The New Yorker

Joe subscribes to The New Yorker and delighted me by bringing a stack of current back issues as an early Christmas surprise. It has been my favorite magazine since first finding out about it traveling on commercial airlines, what, fifty years ago? Every article is excellent if a bit lengthy, the fiction is invariably engaging, the cartoons are without equal, the poetry is good, especially when it’s elusive. Imaginative, artsy covers.
A relaxing airplane trip and a good visit to the doctor’s office are ones that yield a copy of The New Yorker in the magazine rack. Doesn’t matter about the age. My style typically is to read through start to finish except in a waiting room, when it’s a quick thumb through to catch all the cartoons, then start the fiction piece and try to speed read it before my name is called. 
Only one of the magazines Joe brought has been opened so far, August 29, 2011. Excellent: Letter from Damascus, telling first hand what's going on in Syria.The Life and Times of Rin Tin Tin, the cinema dog star my mother got me infatuated with as a small child. An intriguing piece about Supreme Court Justice Clarence Thomas and his wife Virginia. An article about Charles Dickens that was so interesting it got me bogged down in downloading and plowing into two Dickens novels, Little Dorrit and Great Expectations. His novels are available on-line, just download the links and read, free.

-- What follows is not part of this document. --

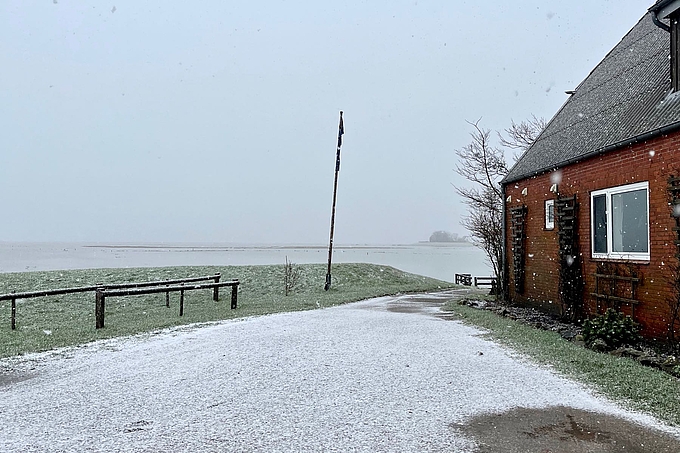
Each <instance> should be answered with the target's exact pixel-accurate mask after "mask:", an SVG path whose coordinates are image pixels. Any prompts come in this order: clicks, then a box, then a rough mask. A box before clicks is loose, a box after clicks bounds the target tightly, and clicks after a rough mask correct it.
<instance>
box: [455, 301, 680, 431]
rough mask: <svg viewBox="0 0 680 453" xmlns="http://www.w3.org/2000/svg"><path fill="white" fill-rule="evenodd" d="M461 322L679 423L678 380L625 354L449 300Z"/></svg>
mask: <svg viewBox="0 0 680 453" xmlns="http://www.w3.org/2000/svg"><path fill="white" fill-rule="evenodd" d="M446 309H447V310H449V311H452V312H454V313H455V314H456V315H458V317H460V318H461V319H462V320H463V321H464V322H466V323H469V324H472V325H475V326H479V327H483V328H484V329H487V330H488V333H487V335H488V336H489V337H490V338H492V339H493V340H495V341H498V342H500V343H502V344H505V345H507V346H510V347H511V348H512V349H514V350H516V351H518V352H520V353H522V354H525V355H527V356H528V357H530V358H531V359H532V360H534V361H536V362H538V363H541V364H543V365H548V366H550V367H552V368H553V369H555V370H556V371H558V372H559V373H561V374H563V375H565V376H567V377H569V378H571V379H575V380H577V381H580V382H582V383H584V384H586V385H587V386H589V387H591V388H593V389H594V390H595V391H597V392H600V393H602V394H603V395H605V396H607V397H608V398H610V399H612V400H614V401H617V402H619V403H621V404H623V405H624V406H626V407H628V408H630V409H633V410H636V411H643V412H646V413H649V414H652V415H654V416H655V417H657V418H659V419H661V420H663V421H665V422H667V423H669V424H672V425H675V426H679V425H680V381H679V380H678V379H677V378H674V377H672V376H669V375H668V374H666V373H662V372H660V371H658V370H654V369H652V368H649V367H645V366H642V365H640V364H638V363H637V362H635V361H634V360H631V359H628V358H620V357H613V356H610V355H607V354H601V353H597V352H593V351H591V350H589V349H585V348H582V347H580V346H577V345H574V344H573V343H570V342H568V341H565V340H563V339H562V338H561V337H560V336H559V335H558V334H557V333H555V332H548V331H544V330H538V329H534V328H532V327H530V326H527V325H525V324H522V323H519V322H516V321H513V320H510V319H508V318H503V317H500V316H498V315H496V314H495V313H492V312H489V311H486V310H477V309H473V308H470V307H467V306H462V305H459V304H458V303H456V302H451V303H449V304H447V306H446Z"/></svg>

Every year in California there’s a week long Dickens camp, to which Dickens fanatics come from all over the world. Each year they read one novel, which is assigned ahead of time, and there are discussions, lectures, seminars about it, with literary scholars, enthusiasts, teachers, professors, movie stars, ordinary folks, people from early teens to doddering. The most recent selection was Great Expectations, for which the camp apparently was thronged with people, including singles (?) who evidently also came with Great Sexpectations, as betrayed by the grass in their hair.    
Joe brought about a dozen issues, and they will be my reading dessert, stretched out for as long as possible.